Key equity indexes in Australia and South Korea gained more than 1% in Thursday’s trading, while Japan’s Nikkei 225 surged nearly 3.5%. Futures tied to major U.S. stock indexes rose modestly, adding 0.2% to 0.4%.

Fed officials penciled in six more interest-rate increases by year’s end, as the U.S. central bank moved more aggressively to slow inflation, which is running at a four-decade high.

Although the Fed’s stance has become more hawkish, it “wants to try to engineer a soft landing, and that’s actually quite a positive outcome for equities,” said Adrian Zuercher, the head of global asset allocation at UBS’s chief investment office. 

Mr. Zuercher pointed to signs that the Fed is willing to tolerate inflation’s overshooting the central bank’s 2% target—most officials now see core inflation ending the year at 4.1%—as indicating that policy makers were focused on not scuttling the economic recovery.

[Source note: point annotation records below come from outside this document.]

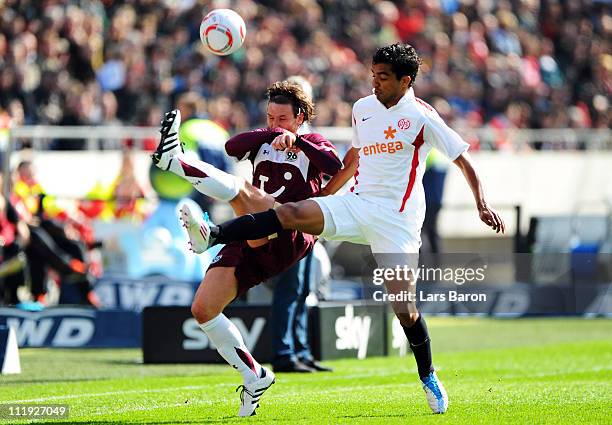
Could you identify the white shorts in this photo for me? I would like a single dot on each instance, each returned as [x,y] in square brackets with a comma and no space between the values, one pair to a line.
[351,218]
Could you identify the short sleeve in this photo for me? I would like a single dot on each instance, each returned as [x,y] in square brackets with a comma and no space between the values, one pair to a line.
[442,137]
[355,137]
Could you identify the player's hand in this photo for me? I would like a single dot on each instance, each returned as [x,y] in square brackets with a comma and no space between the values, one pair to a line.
[284,141]
[491,218]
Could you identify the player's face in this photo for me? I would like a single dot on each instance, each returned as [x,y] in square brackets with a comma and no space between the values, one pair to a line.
[387,88]
[281,115]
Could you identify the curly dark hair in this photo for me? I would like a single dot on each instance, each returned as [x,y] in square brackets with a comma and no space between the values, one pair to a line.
[288,93]
[403,59]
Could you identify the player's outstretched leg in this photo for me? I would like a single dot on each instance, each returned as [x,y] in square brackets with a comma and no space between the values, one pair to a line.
[198,229]
[217,290]
[420,344]
[204,177]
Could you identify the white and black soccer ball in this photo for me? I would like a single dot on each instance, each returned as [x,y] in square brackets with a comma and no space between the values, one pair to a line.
[222,32]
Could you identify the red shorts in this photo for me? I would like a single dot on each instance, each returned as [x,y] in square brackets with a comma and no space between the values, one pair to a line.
[255,265]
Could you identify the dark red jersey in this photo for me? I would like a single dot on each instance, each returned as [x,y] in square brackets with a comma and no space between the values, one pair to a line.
[288,175]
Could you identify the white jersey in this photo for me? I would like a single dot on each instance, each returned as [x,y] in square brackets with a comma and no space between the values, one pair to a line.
[394,144]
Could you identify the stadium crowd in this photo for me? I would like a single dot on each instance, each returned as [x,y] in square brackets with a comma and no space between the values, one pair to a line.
[505,64]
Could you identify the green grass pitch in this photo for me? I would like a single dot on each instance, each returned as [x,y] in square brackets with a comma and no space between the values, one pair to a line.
[523,371]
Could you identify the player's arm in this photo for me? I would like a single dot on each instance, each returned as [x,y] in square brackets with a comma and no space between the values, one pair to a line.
[321,153]
[351,160]
[487,214]
[243,145]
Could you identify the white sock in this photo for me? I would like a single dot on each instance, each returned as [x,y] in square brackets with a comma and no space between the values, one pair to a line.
[226,337]
[206,178]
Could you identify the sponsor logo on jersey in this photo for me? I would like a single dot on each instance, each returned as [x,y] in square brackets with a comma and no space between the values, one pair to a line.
[403,124]
[217,258]
[390,133]
[291,156]
[378,148]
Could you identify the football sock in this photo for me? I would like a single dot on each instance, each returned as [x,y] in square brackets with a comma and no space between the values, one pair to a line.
[418,337]
[226,337]
[247,227]
[206,178]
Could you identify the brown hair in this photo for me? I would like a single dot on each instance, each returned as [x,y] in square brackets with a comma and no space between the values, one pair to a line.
[289,93]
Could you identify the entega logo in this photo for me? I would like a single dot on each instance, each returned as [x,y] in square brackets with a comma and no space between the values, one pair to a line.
[389,147]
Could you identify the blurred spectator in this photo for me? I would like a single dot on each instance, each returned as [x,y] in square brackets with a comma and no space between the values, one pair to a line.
[58,240]
[57,58]
[14,235]
[203,136]
[127,192]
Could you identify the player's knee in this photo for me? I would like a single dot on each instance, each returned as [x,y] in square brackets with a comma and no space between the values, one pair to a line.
[407,319]
[288,214]
[203,312]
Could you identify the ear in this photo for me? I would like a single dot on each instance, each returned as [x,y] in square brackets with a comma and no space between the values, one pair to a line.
[405,82]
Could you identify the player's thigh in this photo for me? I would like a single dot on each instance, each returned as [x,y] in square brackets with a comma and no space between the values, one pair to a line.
[305,216]
[218,288]
[251,200]
[404,289]
[340,217]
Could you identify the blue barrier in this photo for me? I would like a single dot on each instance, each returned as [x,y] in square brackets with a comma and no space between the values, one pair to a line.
[74,327]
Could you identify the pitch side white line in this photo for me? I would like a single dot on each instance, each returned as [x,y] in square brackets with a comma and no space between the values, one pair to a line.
[142,391]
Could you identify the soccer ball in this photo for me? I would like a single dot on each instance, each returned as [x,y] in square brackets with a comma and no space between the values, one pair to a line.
[222,31]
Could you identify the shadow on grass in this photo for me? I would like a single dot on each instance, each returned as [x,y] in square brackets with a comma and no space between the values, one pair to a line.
[49,380]
[123,421]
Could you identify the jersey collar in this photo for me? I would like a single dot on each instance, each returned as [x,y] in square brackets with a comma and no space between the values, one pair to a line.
[408,97]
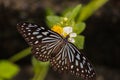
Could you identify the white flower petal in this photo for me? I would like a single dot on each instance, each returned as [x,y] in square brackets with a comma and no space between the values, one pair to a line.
[73,34]
[67,29]
[71,40]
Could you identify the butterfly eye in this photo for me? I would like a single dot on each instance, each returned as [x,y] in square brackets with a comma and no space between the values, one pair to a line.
[64,56]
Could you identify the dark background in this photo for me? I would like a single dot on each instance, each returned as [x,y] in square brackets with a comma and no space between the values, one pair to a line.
[102,34]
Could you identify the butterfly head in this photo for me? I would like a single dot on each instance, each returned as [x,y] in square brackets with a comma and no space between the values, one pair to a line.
[65,32]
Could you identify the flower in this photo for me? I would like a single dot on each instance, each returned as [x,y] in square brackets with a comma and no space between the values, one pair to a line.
[68,30]
[57,29]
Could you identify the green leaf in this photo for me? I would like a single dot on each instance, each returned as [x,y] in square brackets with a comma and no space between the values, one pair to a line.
[40,69]
[89,9]
[74,13]
[79,41]
[8,69]
[78,28]
[49,11]
[53,20]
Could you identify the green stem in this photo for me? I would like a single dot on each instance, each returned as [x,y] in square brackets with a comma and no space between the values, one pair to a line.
[20,55]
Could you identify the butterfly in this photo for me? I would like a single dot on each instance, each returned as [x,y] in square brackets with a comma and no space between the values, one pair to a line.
[63,55]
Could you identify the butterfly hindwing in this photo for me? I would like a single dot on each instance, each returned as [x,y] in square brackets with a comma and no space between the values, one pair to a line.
[70,59]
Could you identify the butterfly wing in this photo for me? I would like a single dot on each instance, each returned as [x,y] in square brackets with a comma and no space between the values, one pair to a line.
[42,40]
[70,59]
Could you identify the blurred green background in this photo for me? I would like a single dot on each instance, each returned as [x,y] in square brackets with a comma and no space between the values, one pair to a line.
[102,36]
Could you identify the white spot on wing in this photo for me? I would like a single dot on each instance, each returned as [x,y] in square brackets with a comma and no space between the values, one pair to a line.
[39,36]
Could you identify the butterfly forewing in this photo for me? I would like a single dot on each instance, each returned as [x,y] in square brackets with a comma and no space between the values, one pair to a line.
[42,40]
[63,55]
[70,59]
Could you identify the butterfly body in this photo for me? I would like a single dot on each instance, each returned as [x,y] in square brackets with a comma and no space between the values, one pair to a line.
[64,56]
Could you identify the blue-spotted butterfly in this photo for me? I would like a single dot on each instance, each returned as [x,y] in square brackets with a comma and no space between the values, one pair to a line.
[64,56]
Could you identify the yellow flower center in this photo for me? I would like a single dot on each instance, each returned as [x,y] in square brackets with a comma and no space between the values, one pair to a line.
[59,30]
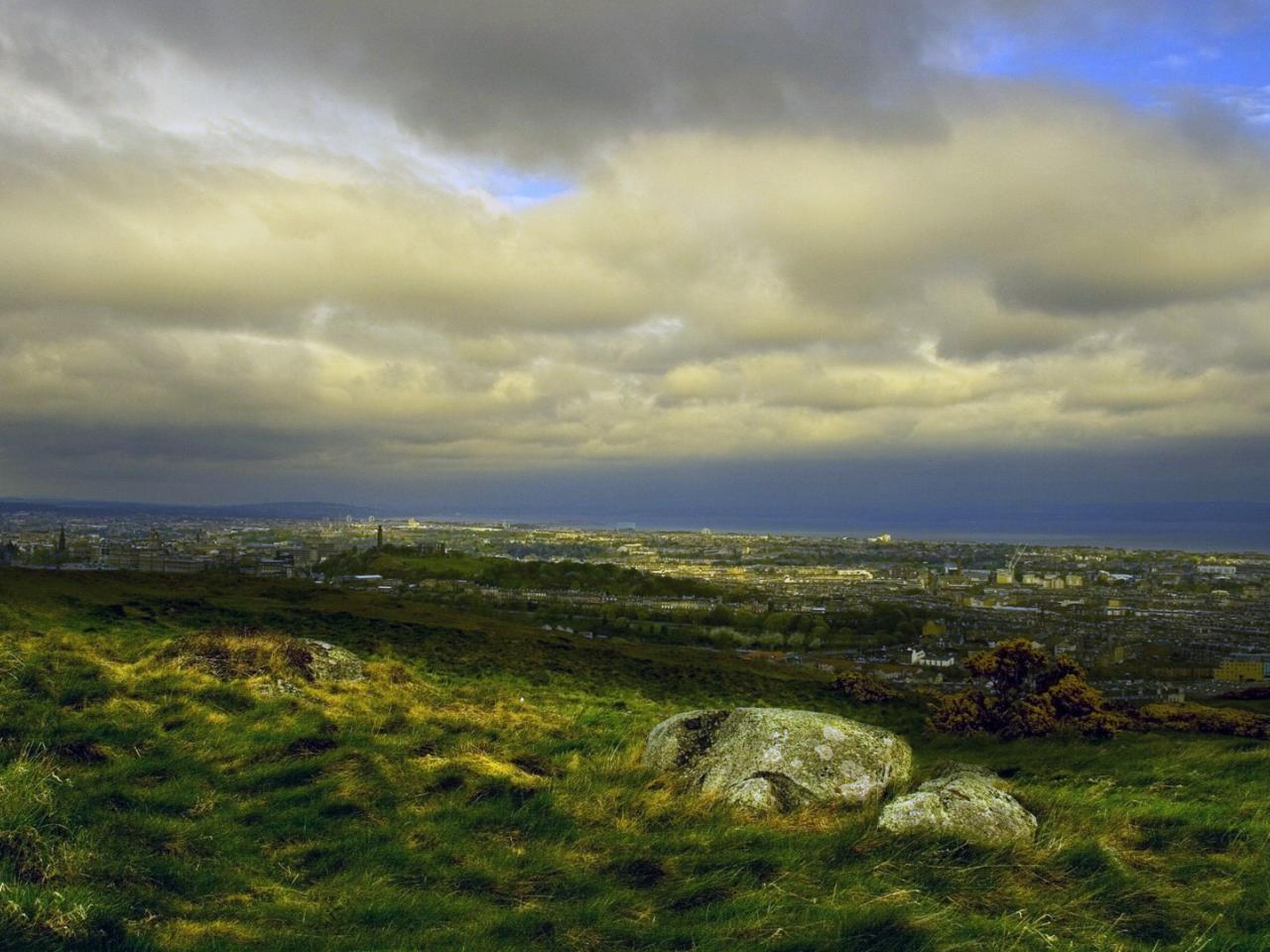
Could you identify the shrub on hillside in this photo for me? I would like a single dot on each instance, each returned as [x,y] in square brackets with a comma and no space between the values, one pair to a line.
[860,687]
[1202,720]
[1019,692]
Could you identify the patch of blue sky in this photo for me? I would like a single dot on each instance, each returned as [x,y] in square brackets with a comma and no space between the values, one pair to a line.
[1142,63]
[520,189]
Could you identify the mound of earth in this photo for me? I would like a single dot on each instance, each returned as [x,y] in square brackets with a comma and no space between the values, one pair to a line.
[776,760]
[966,802]
[286,661]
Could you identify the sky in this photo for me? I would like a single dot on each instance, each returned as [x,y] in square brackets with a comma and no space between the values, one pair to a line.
[706,255]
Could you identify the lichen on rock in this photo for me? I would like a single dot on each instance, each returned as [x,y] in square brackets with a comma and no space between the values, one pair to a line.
[775,760]
[968,802]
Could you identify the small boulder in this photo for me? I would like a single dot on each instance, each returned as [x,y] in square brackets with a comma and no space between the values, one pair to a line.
[772,760]
[966,802]
[331,662]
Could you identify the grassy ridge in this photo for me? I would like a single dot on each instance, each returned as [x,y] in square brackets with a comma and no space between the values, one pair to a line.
[480,789]
[411,565]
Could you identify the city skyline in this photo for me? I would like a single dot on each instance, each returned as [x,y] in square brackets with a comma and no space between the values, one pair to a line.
[562,257]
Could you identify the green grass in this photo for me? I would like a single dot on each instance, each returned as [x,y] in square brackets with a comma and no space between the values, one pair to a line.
[481,789]
[405,563]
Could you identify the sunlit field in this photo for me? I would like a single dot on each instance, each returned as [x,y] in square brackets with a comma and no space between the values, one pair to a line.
[480,789]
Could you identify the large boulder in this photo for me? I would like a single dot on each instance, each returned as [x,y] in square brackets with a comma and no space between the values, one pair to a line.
[774,760]
[966,802]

Chinese shares rallied for a second day, with Hong Kong’s Hang Seng Index advancing more than 6% by midafternoon, and the CSI 300 index, which tracks blue chips in Shanghai and Shenzhen, gaining 2%. 

Among big Chinese technology companies, Tencent Holdings gained more than 6% and Meituan surged 11%. Beaten-down property shares also rocketed higher, with Country Garden Holdings adding 28%.

Supportive government comments had fueled a huge recovery in Chinese stocks Wednesday after several days of heavy selloffs, with the Hang Seng staging its biggest single-day rally since 2008 and many tech shares jumping more than 30%.

China’s market will likely remain extremely volatile over the next few weeks, partly due to the war in Ukraine, as China relies on Russia for some commodity imports, said Mr. Zuercher at UBS. Extended lockdowns could also reduce company earnings, if China cannot bring its Covid-19 outbreaks under control soon, he added. 

In the bond markets, the yield on the one-year Treasury note declined 0.018 percentage point to 1.281%, while the 10-year note’s yield stood at 2.144%, Tradeweb data showed. Bond yields rise as prices fall.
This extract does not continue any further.